Capivasertib, a novel pan-AKT inhibitor, shows significant antitumor activity against hormone receptor-positive advanced breast cancer. However, its cost-effectiveness of this treatment remains uncertain. This study aimed to evaluate the cost-effectiveness of capivasertib plus fulvestrant versus fulvestrant alone for advanced breast cancer treatment from the perspectives of healthcare payers in the United States. Meanwhile, a experimental analysis from the perspective of China, incorporating specific assumptions, was also conducted in this study.
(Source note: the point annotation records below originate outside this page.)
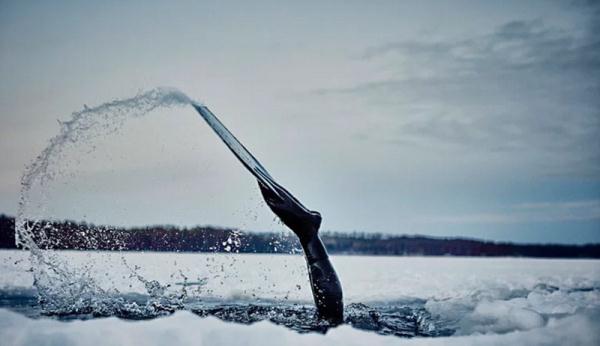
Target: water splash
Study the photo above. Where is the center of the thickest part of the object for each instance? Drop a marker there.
(60, 285)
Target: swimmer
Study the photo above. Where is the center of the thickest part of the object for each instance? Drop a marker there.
(325, 285)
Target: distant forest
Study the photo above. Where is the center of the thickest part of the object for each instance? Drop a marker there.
(83, 236)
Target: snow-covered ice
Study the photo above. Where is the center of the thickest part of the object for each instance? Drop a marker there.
(489, 301)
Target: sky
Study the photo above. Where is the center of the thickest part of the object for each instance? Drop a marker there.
(475, 119)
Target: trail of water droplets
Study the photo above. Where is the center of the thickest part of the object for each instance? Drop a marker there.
(59, 285)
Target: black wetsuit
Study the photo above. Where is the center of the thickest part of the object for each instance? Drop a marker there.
(326, 288)
(325, 285)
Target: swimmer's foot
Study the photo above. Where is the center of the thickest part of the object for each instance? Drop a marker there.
(305, 223)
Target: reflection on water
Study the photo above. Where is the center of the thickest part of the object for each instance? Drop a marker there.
(404, 320)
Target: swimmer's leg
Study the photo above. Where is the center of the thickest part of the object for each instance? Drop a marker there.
(325, 285)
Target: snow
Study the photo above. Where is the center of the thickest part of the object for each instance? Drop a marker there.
(185, 328)
(490, 301)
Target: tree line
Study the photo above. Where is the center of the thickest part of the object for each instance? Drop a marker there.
(62, 235)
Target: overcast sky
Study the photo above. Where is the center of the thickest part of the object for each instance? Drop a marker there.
(444, 118)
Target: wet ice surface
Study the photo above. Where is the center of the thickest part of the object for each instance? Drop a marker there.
(394, 296)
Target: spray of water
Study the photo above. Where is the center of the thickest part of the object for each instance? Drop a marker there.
(59, 285)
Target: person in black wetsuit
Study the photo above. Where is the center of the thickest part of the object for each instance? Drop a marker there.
(325, 285)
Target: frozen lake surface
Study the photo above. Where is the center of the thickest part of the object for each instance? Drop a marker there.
(214, 299)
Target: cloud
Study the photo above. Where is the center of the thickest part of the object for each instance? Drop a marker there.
(584, 210)
(525, 88)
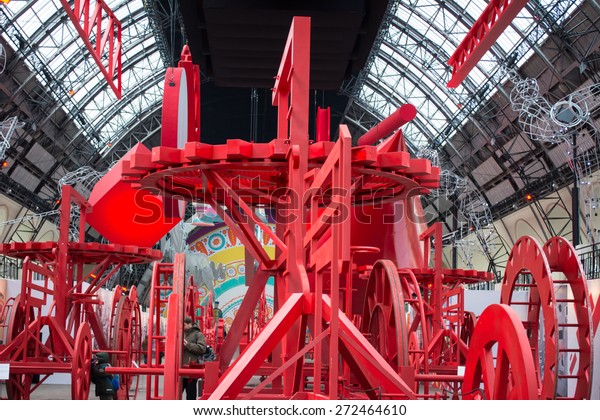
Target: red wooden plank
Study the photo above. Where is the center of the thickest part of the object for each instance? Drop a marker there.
(493, 21)
(166, 155)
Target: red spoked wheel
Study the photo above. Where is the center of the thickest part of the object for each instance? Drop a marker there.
(415, 355)
(562, 258)
(126, 332)
(383, 317)
(82, 360)
(509, 375)
(18, 386)
(527, 269)
(418, 331)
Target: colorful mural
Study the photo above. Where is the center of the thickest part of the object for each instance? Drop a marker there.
(228, 269)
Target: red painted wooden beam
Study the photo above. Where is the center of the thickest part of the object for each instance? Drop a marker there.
(493, 21)
(89, 24)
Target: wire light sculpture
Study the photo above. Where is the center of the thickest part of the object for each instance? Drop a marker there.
(567, 123)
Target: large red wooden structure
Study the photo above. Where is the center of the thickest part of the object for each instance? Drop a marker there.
(363, 305)
(49, 326)
(352, 254)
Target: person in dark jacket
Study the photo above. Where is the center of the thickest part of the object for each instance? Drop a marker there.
(194, 346)
(102, 380)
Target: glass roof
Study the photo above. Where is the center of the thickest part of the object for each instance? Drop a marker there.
(63, 64)
(410, 65)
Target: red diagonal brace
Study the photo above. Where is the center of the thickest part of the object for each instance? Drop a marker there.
(493, 21)
(107, 40)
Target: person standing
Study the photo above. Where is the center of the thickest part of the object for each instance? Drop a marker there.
(102, 380)
(194, 346)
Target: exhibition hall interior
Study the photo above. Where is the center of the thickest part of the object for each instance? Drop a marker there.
(300, 200)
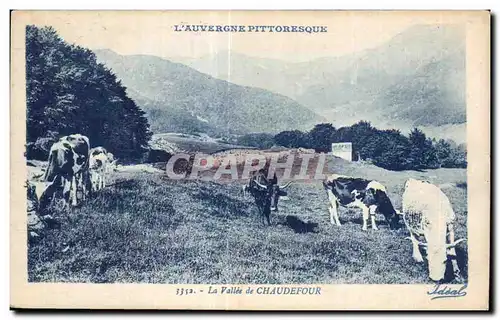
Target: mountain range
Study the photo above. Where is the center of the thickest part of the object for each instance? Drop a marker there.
(178, 98)
(415, 79)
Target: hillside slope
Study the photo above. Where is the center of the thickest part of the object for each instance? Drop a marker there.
(179, 98)
(415, 79)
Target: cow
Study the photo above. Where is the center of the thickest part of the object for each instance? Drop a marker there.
(266, 193)
(428, 213)
(98, 167)
(68, 169)
(368, 195)
(37, 222)
(111, 162)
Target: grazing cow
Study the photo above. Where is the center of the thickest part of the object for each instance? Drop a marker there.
(368, 195)
(266, 193)
(98, 167)
(427, 212)
(111, 162)
(68, 168)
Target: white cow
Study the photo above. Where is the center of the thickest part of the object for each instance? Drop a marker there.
(427, 212)
(67, 170)
(98, 168)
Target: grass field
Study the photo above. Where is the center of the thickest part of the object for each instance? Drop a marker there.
(146, 228)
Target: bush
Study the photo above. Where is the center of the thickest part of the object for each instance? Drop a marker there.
(69, 92)
(388, 149)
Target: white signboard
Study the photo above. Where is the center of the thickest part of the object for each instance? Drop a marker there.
(342, 150)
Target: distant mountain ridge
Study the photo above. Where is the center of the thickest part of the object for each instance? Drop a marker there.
(415, 79)
(179, 98)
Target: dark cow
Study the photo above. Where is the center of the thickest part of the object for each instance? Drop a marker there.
(266, 193)
(68, 169)
(368, 195)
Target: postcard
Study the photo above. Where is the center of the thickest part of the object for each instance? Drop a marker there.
(250, 160)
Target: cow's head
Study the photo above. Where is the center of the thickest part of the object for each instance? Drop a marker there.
(437, 256)
(273, 192)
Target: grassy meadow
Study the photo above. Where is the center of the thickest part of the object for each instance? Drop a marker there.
(145, 228)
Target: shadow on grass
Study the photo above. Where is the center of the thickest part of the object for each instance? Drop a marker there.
(300, 226)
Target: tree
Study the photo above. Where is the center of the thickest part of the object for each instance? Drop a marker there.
(68, 91)
(257, 140)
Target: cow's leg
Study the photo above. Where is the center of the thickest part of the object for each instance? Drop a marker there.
(373, 210)
(366, 216)
(452, 252)
(417, 256)
(333, 208)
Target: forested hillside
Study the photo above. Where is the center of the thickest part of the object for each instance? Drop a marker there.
(68, 91)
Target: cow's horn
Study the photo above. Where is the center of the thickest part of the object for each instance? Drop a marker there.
(285, 185)
(451, 245)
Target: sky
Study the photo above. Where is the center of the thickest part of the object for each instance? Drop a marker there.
(152, 32)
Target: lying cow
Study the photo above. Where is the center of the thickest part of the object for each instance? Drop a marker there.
(98, 168)
(368, 195)
(68, 168)
(266, 193)
(427, 212)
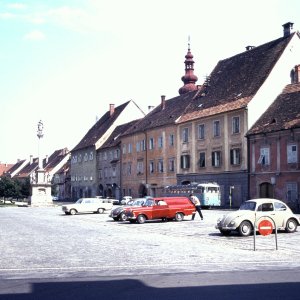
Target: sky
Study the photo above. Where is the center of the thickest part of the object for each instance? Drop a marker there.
(64, 61)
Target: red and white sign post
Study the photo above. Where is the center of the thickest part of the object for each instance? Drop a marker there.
(265, 227)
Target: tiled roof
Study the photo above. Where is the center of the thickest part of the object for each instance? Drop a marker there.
(114, 138)
(55, 159)
(235, 80)
(16, 166)
(4, 168)
(160, 116)
(282, 114)
(101, 126)
(28, 169)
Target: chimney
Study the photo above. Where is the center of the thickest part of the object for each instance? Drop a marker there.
(287, 28)
(163, 102)
(111, 109)
(150, 108)
(296, 78)
(249, 47)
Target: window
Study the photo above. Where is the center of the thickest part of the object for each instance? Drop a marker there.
(292, 154)
(151, 166)
(201, 134)
(124, 169)
(171, 164)
(138, 147)
(171, 140)
(291, 192)
(143, 145)
(140, 167)
(264, 158)
(185, 161)
(202, 160)
(85, 157)
(129, 168)
(216, 128)
(160, 142)
(151, 143)
(129, 148)
(185, 135)
(235, 156)
(235, 124)
(91, 156)
(160, 166)
(216, 158)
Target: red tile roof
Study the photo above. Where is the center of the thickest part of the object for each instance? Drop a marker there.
(101, 126)
(235, 80)
(282, 114)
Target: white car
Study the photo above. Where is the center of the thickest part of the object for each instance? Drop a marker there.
(125, 200)
(87, 205)
(252, 211)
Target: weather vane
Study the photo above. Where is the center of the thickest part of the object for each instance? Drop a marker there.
(40, 133)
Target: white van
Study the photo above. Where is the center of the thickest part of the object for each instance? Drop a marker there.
(86, 205)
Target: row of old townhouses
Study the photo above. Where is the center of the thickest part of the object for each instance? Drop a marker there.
(240, 128)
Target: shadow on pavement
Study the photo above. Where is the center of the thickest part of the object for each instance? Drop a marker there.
(134, 289)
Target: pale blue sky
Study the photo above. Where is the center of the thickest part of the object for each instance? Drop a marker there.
(65, 61)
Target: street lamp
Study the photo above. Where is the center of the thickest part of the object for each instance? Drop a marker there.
(273, 182)
(230, 195)
(40, 134)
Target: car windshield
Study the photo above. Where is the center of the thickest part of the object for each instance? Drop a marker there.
(248, 205)
(137, 202)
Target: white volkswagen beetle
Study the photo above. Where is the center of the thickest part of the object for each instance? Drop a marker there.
(252, 211)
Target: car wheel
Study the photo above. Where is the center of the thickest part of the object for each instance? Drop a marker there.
(73, 212)
(225, 232)
(291, 226)
(245, 228)
(141, 219)
(122, 217)
(179, 217)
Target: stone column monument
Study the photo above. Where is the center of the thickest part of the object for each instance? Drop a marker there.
(40, 184)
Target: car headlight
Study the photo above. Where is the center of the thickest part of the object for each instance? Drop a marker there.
(232, 223)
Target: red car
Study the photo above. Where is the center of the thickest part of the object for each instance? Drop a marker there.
(164, 208)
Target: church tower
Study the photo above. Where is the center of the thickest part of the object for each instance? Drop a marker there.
(189, 79)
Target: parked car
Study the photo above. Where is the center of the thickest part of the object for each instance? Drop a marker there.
(252, 211)
(118, 213)
(125, 200)
(164, 208)
(87, 205)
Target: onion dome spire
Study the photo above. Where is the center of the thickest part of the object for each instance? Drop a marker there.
(189, 79)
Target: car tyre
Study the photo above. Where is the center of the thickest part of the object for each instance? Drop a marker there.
(245, 228)
(291, 226)
(141, 219)
(122, 217)
(225, 232)
(179, 217)
(73, 212)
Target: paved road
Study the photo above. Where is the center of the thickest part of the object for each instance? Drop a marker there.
(43, 250)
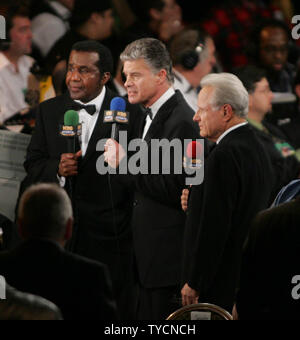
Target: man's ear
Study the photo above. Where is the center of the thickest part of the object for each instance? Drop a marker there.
(162, 75)
(21, 229)
(228, 112)
(155, 14)
(105, 78)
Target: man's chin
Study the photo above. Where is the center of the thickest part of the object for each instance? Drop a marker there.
(76, 95)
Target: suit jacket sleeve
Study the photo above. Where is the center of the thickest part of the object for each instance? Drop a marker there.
(39, 165)
(219, 194)
(104, 304)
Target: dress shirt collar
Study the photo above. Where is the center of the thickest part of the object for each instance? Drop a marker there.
(230, 130)
(186, 86)
(98, 101)
(60, 9)
(161, 101)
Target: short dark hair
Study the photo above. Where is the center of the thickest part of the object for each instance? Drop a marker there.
(253, 48)
(105, 63)
(83, 9)
(250, 75)
(44, 211)
(17, 9)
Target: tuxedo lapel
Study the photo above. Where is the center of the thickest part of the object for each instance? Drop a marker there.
(155, 130)
(101, 130)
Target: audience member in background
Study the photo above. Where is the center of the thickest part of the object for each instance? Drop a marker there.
(50, 21)
(269, 284)
(81, 288)
(90, 20)
(230, 22)
(26, 307)
(15, 64)
(193, 57)
(9, 236)
(159, 19)
(236, 186)
(270, 50)
(285, 160)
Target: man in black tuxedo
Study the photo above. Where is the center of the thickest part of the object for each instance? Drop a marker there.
(81, 288)
(237, 184)
(269, 283)
(102, 221)
(158, 222)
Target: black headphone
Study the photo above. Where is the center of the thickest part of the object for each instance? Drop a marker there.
(190, 58)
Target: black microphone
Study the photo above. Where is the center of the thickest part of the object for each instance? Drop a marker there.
(71, 130)
(116, 116)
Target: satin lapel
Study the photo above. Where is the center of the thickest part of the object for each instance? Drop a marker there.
(101, 130)
(155, 130)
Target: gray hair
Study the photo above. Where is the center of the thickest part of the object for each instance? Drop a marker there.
(45, 210)
(228, 90)
(155, 54)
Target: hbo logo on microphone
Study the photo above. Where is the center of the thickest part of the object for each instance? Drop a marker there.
(2, 27)
(2, 288)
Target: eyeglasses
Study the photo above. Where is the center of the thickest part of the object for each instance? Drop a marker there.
(273, 49)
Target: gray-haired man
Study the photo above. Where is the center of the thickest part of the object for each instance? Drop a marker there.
(158, 222)
(236, 186)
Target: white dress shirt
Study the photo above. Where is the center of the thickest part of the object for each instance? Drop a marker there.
(88, 125)
(189, 93)
(229, 130)
(155, 108)
(47, 28)
(13, 85)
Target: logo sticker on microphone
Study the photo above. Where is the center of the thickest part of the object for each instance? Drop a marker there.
(2, 288)
(71, 131)
(2, 27)
(108, 117)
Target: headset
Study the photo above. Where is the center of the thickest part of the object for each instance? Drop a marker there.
(189, 59)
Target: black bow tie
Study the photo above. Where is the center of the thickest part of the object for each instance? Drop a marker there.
(149, 112)
(90, 109)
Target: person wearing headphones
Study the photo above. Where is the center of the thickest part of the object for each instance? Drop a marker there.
(193, 56)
A partitioned survival model was constructed to project the progression of breast cancer. Overall survival (OS) and progression-free survival (PFS) data were obtained from the CAPItello-291 trial and extrapolated for long-term survival estimates. Direct medical costs and utility data were gathered. The primary outcome measure was incremental cost-utility ratio (ICUR) to evaluate the cost-effectiveness of treatment regimen. One-way sensitivity analyses (OWSA) and probabilistic sensitivity analyses (PSA) were conducted to assess the robustness of the results.
The base-case analysis estimated the ICUR for capivasertib plus fulvestrant versus fulvestrant alone to be $709,647 per quality-adjusted life-year (QALY) in the US. OWSA revealed that the results were sensitive to hazard ratio of OS and the cost of capivasertib. PSA demonstrated that capivasertib plus fulvestrant exhibited a 0% probability of cost-effectiveness in the US.
Our finding suggests that, at its current price, capivasertib plus fulvestrant regimen is unlikely to be a cost-effective option compared to fulvestrant alone for HR-positive advanced breast cancer patients from the perspective of healthcare system in the US. For the experimental analysis based on specific assumptions from Chinese perspective, the therapy regimen was also found to lack cost-effectiveness.
新型泛AKT抑制剂卡匹西利对激素受体阳性晚期乳腺癌显示出显著的抗肿瘤活性。然而,这种治疗的成本效益仍不确定。本研究旨在从美国医疗支付方的角度评估卡匹西利联合氟维司群与单独使用氟维司群治疗晚期乳腺癌的成本效益。同时,本研究还从中国的角度进行了纳入特定假设的实验性分析。
构建一个分区生存模型来预测乳腺癌的进展。总生存(OS)和无进展生存(PFS)数据来自CAPItello-291试验,并外推用于长期生存估计。收集直接医疗成本和效用数据。主要结局指标是增量成本效用比(ICUR),以评估治疗方案的成本效益。进行单向敏感性分析(OWSA)和概率敏感性分析(PSA)以评估结果的稳健性。
基础分析估计,在美国,卡匹西利联合氟维司群与单独使用氟维司群相比,每质量调整生命年(QALY)的ICUR为709,647美元。OWSA显示,结果对OS的风险比和卡匹西利的成本敏感。PSA表明,在美国,卡匹西利联合氟维司群显示出成本效益的概率为0%。
我们的研究结果表明,从美国医疗系统的角度来看,就目前的价格而言,对于激素受体阳性晚期乳腺癌患者,卡匹西利联合氟维司群方案与单独使用氟维司群相比不太可能是一种具有成本效益的选择。对于基于中国特定假设的实验性分析,该治疗方案也缺乏成本效益。